Coincidently, another Chinese electric car startup WM Motor was also reported to prepare for a listing in the United States or Hong Kong.

In a recent interview with Bloomberg, WM Motor Chief Executive Officer Freeman Shen revealed that the company was in talks with several financial institutions for a proposed IPO in the United States and Hong Kong. But Shen did not exclude the mainland as a destination for the listing.

Shen explained that the plan of listing shares overseas was primarily based on the consideration of obtaining more opportunities to cooperate with different global partners, though admitting that a domestic IPO could bring the company more benefits because the mainland is where its main target customers stay.

Established in late-2015, WM Motor has raised more than 12 billion yuan from strategic investors including Chengwei Capital, Envision Energy and Baidu, which is betting on autonomous driving. WM Motor launched its Weltmeister EX5 pure-electric, smart sports utility vehicle in December last year, the company's first mass production car equipped with a powerful battery enabling the car to run up to 600 kilometers.

With a goal of taking on Tesla, the influential US electric car producer which is reportedly facing barriers in finalizing a deal that allows it to set up a wholly owned manufacturing facility in Shanghai, NIO and WM Motor, both described as "unicorns" in the country's automobile industry, have found favor with the China Securities Regulatory Commission (CSRC), which just categorized the duo as the "new blue-chip" firms, which are encouraged to seek listings on the domestic A-share market through issuing the Chinese depositary receipt, a type of transferable financial security that is traded on a local stock exchange.

The policy could be seen as a fast-track green passage that makes it easier for valuable startups in the technology-intensive sectors to go public domestically, as China is going out of its way to transform its economy into one driven by scientific and technological innovation.

In response, NIO did not comment on whether it would get listed on the A-share market through issuing the Chinese depositary receipt in the context of candidate companies normally having to wait for a few years to enter the high-threshold A-share market that is extremely demanding in terms of corporate potential and profitability.

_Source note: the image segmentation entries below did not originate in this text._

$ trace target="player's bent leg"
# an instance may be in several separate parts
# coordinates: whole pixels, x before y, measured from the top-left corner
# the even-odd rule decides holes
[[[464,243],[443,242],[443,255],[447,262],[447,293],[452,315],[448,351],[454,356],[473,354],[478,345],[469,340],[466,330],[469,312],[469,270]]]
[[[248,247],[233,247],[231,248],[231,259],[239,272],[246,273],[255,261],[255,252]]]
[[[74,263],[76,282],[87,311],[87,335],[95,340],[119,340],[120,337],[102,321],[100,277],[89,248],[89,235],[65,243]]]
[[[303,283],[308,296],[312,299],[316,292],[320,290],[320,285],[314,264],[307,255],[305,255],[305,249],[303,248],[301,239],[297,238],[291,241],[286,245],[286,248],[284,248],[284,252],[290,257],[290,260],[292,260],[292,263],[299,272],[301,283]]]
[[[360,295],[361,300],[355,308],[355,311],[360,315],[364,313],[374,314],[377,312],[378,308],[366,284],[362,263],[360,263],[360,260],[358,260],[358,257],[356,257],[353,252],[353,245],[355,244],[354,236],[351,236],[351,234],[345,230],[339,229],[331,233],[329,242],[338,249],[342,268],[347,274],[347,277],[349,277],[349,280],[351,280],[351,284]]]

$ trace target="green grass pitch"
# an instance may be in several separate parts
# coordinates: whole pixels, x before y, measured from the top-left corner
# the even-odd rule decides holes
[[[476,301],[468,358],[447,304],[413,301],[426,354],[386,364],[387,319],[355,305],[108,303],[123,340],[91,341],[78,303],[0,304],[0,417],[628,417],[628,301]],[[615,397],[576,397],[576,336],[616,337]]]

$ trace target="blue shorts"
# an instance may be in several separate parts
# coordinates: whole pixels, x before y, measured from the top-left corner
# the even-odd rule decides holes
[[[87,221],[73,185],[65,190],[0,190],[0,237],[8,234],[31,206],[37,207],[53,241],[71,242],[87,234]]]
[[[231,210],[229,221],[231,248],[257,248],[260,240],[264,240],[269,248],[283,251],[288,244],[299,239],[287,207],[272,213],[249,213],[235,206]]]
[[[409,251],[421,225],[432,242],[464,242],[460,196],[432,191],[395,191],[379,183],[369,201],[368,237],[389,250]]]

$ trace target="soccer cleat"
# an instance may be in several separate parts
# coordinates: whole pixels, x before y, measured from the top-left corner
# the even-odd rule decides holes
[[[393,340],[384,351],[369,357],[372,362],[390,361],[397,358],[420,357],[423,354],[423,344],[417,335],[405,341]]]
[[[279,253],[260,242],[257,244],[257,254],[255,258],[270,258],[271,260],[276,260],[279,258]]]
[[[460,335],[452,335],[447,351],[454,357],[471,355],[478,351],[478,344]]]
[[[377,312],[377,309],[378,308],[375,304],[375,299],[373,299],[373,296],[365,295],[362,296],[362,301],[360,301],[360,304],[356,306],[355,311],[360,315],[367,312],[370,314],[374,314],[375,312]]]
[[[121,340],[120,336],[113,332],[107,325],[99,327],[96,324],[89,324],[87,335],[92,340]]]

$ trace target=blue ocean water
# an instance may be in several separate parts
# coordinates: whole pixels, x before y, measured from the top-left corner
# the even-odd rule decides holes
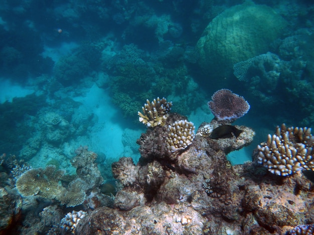
[[[146,99],[172,101],[197,129],[228,88],[250,106],[233,124],[256,136],[227,158],[251,160],[276,126],[313,126],[313,10],[296,0],[3,0],[0,153],[74,174],[70,160],[88,146],[111,180],[113,162],[140,156]]]
[[[249,30],[244,28],[245,22],[241,22],[242,29],[221,23],[223,32],[228,27],[239,32],[226,38],[220,32],[213,33],[209,36],[224,40],[223,44],[209,45],[210,52],[198,50],[198,41],[208,33],[204,30],[211,22],[243,2],[5,1],[0,18],[1,151],[26,157],[35,167],[39,160],[62,161],[60,155],[70,158],[80,145],[103,153],[109,162],[124,156],[136,161],[136,140],[145,128],[137,122],[137,112],[146,99],[167,98],[174,103],[173,112],[186,115],[197,128],[213,118],[206,104],[222,88],[248,101],[250,111],[235,124],[256,132],[249,150],[232,154],[233,164],[250,160],[256,144],[277,125],[310,127],[313,58],[310,45],[314,37],[312,12],[306,1],[254,2],[266,4],[285,22],[280,34],[265,40],[259,50],[254,50],[252,41],[248,42],[251,48],[239,50],[243,55],[235,55],[239,52],[227,44],[229,38],[238,48],[245,44],[240,31]],[[263,10],[258,14],[269,17]],[[218,19],[218,26],[219,20],[223,22]],[[254,30],[273,34],[272,26],[266,24],[268,29]],[[256,57],[267,52],[277,58]],[[215,55],[222,52],[226,54]],[[209,62],[205,66],[199,62],[202,56],[211,60],[202,53],[212,53],[214,61],[232,58],[235,64],[257,58],[250,68],[236,67],[245,74],[237,78],[232,66],[226,66],[229,61]],[[30,94],[34,95],[28,99]],[[37,96],[43,98],[41,102],[28,107],[29,101]],[[25,106],[23,110],[19,102]],[[71,112],[64,116],[67,110]],[[43,114],[47,112],[73,126],[65,136],[54,137],[59,141],[49,142],[45,138],[56,130],[46,128],[49,118],[45,120]],[[36,148],[28,144],[34,138],[40,140]]]

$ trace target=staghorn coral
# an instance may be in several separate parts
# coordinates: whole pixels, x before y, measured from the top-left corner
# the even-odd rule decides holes
[[[82,181],[77,178],[66,188],[59,184],[65,172],[63,170],[56,170],[54,165],[45,168],[31,169],[18,178],[16,187],[23,196],[40,195],[45,198],[56,199],[67,206],[82,204],[85,198],[81,186]]]
[[[307,128],[277,126],[275,134],[257,146],[257,162],[271,173],[282,176],[305,170],[314,170],[314,136]]]
[[[168,148],[172,152],[186,148],[194,140],[195,130],[193,123],[187,120],[177,120],[169,125],[166,137]]]
[[[167,102],[167,99],[159,97],[154,99],[152,102],[146,100],[146,104],[142,107],[143,113],[138,112],[139,120],[148,127],[155,127],[163,125],[168,116],[168,112],[171,110],[172,102]]]
[[[212,96],[212,100],[208,102],[208,106],[218,121],[232,122],[250,109],[250,105],[244,98],[228,89],[217,90]]]
[[[60,226],[67,232],[74,234],[77,224],[87,214],[87,213],[83,210],[73,210],[72,212],[69,212],[61,220]]]

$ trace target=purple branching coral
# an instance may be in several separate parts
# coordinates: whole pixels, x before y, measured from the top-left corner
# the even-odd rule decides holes
[[[214,93],[208,106],[218,122],[229,123],[243,116],[250,109],[244,98],[228,89],[221,89]]]

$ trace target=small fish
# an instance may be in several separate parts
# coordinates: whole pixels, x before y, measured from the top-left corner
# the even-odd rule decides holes
[[[233,126],[221,125],[213,130],[213,132],[212,132],[209,138],[218,140],[219,138],[232,138],[234,136],[237,138],[242,132],[242,130],[237,129]]]

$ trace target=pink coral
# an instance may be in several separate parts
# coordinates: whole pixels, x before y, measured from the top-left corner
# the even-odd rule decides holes
[[[250,105],[242,96],[232,93],[228,89],[217,90],[208,106],[218,121],[232,122],[243,116],[250,109]]]

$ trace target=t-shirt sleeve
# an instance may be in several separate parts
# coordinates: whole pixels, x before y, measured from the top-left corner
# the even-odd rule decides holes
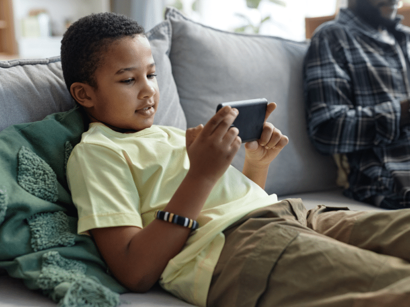
[[[102,227],[142,227],[138,190],[120,151],[80,143],[70,156],[67,179],[78,212],[78,233]]]

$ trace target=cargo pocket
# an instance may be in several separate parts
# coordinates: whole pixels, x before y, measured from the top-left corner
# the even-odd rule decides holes
[[[288,246],[297,237],[297,227],[275,222],[256,229],[250,229],[249,225],[246,229],[240,227],[238,235],[241,233],[245,236],[225,244],[215,269],[207,305],[257,306],[266,290],[271,272]]]

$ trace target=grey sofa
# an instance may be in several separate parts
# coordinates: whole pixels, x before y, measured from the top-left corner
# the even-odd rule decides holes
[[[306,43],[215,30],[186,18],[174,9],[167,10],[165,20],[150,30],[147,37],[156,63],[161,93],[155,123],[186,129],[205,123],[214,114],[220,102],[266,98],[277,104],[277,109],[269,120],[290,139],[289,144],[270,167],[266,191],[276,193],[281,200],[301,198],[308,208],[324,204],[348,207],[352,210],[377,209],[342,195],[342,189],[336,184],[337,170],[333,159],[318,154],[308,139],[302,80],[302,61]],[[50,158],[55,156],[50,155],[57,150],[51,147],[65,144],[67,149],[67,140],[71,142],[70,145],[75,145],[84,127],[80,123],[70,122],[67,125],[71,125],[73,129],[70,133],[65,132],[67,129],[61,130],[55,139],[47,136],[48,133],[56,133],[52,129],[44,129],[42,135],[33,137],[32,134],[36,132],[33,127],[36,127],[36,125],[42,127],[44,121],[51,121],[53,124],[55,122],[65,124],[64,119],[72,116],[72,110],[69,110],[74,104],[64,83],[58,57],[0,62],[0,131],[3,130],[0,132],[0,155],[4,156],[4,152],[9,153],[13,146],[16,150],[21,147],[20,143],[18,146],[14,143],[10,145],[9,141],[10,136],[17,131],[18,138],[24,138],[26,147],[37,150],[41,157],[48,157],[48,164],[59,178],[59,170],[64,168],[64,155],[58,154],[58,159]],[[63,113],[42,120],[57,112]],[[35,123],[16,125],[33,122]],[[13,125],[11,128],[5,129],[10,125]],[[34,132],[32,131],[30,135],[27,131],[31,128]],[[45,149],[46,144],[47,148]],[[243,164],[244,155],[242,147],[233,163],[239,169]],[[19,195],[17,190],[9,187],[11,180],[6,179],[16,176],[15,167],[5,170],[4,165],[10,161],[4,160],[0,161],[0,256],[2,246],[12,240],[10,236],[4,235],[8,223],[17,216],[15,212],[19,208],[23,208],[18,204],[12,203]],[[8,172],[6,174],[6,172]],[[64,181],[64,179],[61,180]],[[61,186],[64,187],[64,184]],[[61,188],[58,185],[57,189]],[[58,195],[60,197],[60,193]],[[56,201],[47,201],[48,206],[54,205],[53,201],[57,205],[65,203],[60,198]],[[41,202],[44,203],[43,200]],[[69,216],[75,216],[75,214],[70,215],[72,208],[62,210],[66,209]],[[27,226],[26,221],[22,220],[22,229]],[[29,235],[25,235],[29,240]],[[64,245],[59,244],[59,248],[61,244]],[[27,246],[22,249],[22,253],[32,252]],[[20,250],[19,248],[17,247],[16,250]],[[18,262],[16,260],[18,256],[10,256],[10,259],[4,256],[3,258],[0,257],[0,306],[56,305],[55,302],[38,291],[34,279],[39,273],[30,271],[23,274],[22,272],[25,268],[22,268],[22,266],[14,269],[17,265],[7,267],[10,261]],[[8,276],[5,268],[8,269],[7,272],[14,277]],[[52,292],[53,290],[50,291]],[[119,299],[127,302],[125,305],[128,306],[192,305],[158,288],[142,294],[124,293]]]

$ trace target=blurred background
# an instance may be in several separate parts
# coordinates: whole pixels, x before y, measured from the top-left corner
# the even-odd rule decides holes
[[[303,41],[311,34],[311,24],[314,29],[318,23],[333,18],[346,1],[0,0],[0,59],[59,55],[67,27],[91,13],[124,14],[148,31],[163,20],[167,6],[217,29]],[[410,0],[405,2],[410,3]],[[410,4],[405,3],[407,6]],[[306,20],[310,23],[306,24]]]

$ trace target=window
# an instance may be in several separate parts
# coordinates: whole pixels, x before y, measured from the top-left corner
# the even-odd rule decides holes
[[[343,6],[343,2],[345,0],[166,0],[166,5],[217,29],[300,41],[305,37],[305,17],[332,15],[337,5]]]

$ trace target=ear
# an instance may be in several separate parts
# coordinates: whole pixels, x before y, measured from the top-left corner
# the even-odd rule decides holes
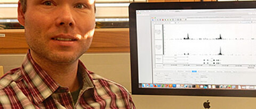
[[[22,6],[20,3],[20,1],[18,2],[18,20],[20,24],[24,26],[25,25],[25,13],[22,11]]]

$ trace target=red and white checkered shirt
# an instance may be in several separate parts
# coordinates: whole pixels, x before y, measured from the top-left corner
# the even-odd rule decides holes
[[[79,61],[82,87],[76,104],[68,88],[57,83],[32,59],[0,79],[0,108],[135,108],[125,88],[88,71]]]

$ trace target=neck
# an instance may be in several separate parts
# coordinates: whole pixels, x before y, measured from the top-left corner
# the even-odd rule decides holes
[[[61,87],[68,87],[71,92],[79,88],[78,60],[70,63],[60,63],[38,56],[32,51],[30,53],[36,63]]]

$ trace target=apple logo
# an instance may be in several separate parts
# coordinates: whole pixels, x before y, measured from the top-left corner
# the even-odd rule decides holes
[[[209,100],[207,100],[207,102],[204,103],[204,107],[205,108],[210,108],[211,106],[210,106]]]

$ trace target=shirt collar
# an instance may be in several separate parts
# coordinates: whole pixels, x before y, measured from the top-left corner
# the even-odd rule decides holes
[[[21,71],[23,78],[33,99],[36,104],[39,104],[54,93],[60,86],[43,70],[32,58],[30,50],[22,64]],[[86,90],[94,87],[92,77],[82,62],[79,60],[78,76],[82,77],[81,90]]]

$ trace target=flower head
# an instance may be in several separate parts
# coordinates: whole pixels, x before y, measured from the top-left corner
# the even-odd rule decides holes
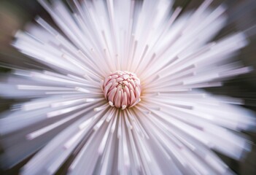
[[[43,71],[14,69],[1,82],[1,96],[28,98],[0,119],[4,166],[36,152],[21,174],[61,166],[71,174],[226,174],[212,150],[235,159],[249,150],[237,133],[255,125],[252,113],[198,90],[251,70],[230,60],[247,44],[243,32],[211,42],[224,7],[207,0],[181,14],[169,0],[74,0],[69,9],[39,1],[56,26],[37,18],[15,36],[13,45]]]

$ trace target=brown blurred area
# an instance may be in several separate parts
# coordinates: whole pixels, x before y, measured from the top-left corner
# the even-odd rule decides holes
[[[177,0],[174,7],[181,6],[184,7],[184,11],[187,11],[196,8],[202,1],[203,0]],[[222,3],[225,3],[228,9],[227,11],[229,15],[228,25],[216,38],[230,32],[245,31],[250,36],[250,44],[241,50],[237,59],[242,61],[244,65],[252,66],[256,69],[256,1],[215,0],[212,6]],[[33,67],[33,65],[36,65],[34,61],[12,47],[11,43],[15,32],[26,28],[26,24],[33,23],[33,19],[38,15],[50,20],[47,12],[35,0],[0,0],[0,74],[9,71],[10,65],[16,68],[30,68]],[[222,88],[208,88],[206,90],[214,94],[241,98],[245,102],[244,107],[256,112],[255,80],[256,71],[253,71],[252,73],[226,81]],[[0,98],[0,112],[7,109],[15,102],[16,102],[15,100],[7,101]],[[236,174],[255,175],[256,134],[255,132],[247,134],[250,136],[254,144],[252,152],[243,161],[237,162],[223,155],[220,156]],[[0,170],[0,174],[18,174],[19,168],[28,160],[10,170],[5,171]]]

At the same time, the favorable policy also offers an olive branch to the powerful overseas-listed technology titans or firms who are planning to list shares overseas. There were domestic media reports saying that the CSRC, together with the Shanghai and Shenzhen bourses, sent invitation letters to Baidu, Alibaba, Tencent and JD.com, collectively known as BATJ companies, calling on them to return to the A-share market. Baidu, Alibaba and JD.com are listed in the United States while Tencent is listed in Hong Kong.

On the sidelines of the annual session of the National People's Congress which just wrapped up this week, the heads of Baidu, Tencent and JD.com unanimously expressed willingness to come back to the A-share market in a sign described as the coherence to the national call.

On this point, Qihoo 360 could be set as a successful precedent. Last year, the leading Chinese cybersecurity software developer got closer to a relisting on the A-share market at a higher evaluation through a back-door listing, after it had delisted from the New York Stock Exchange.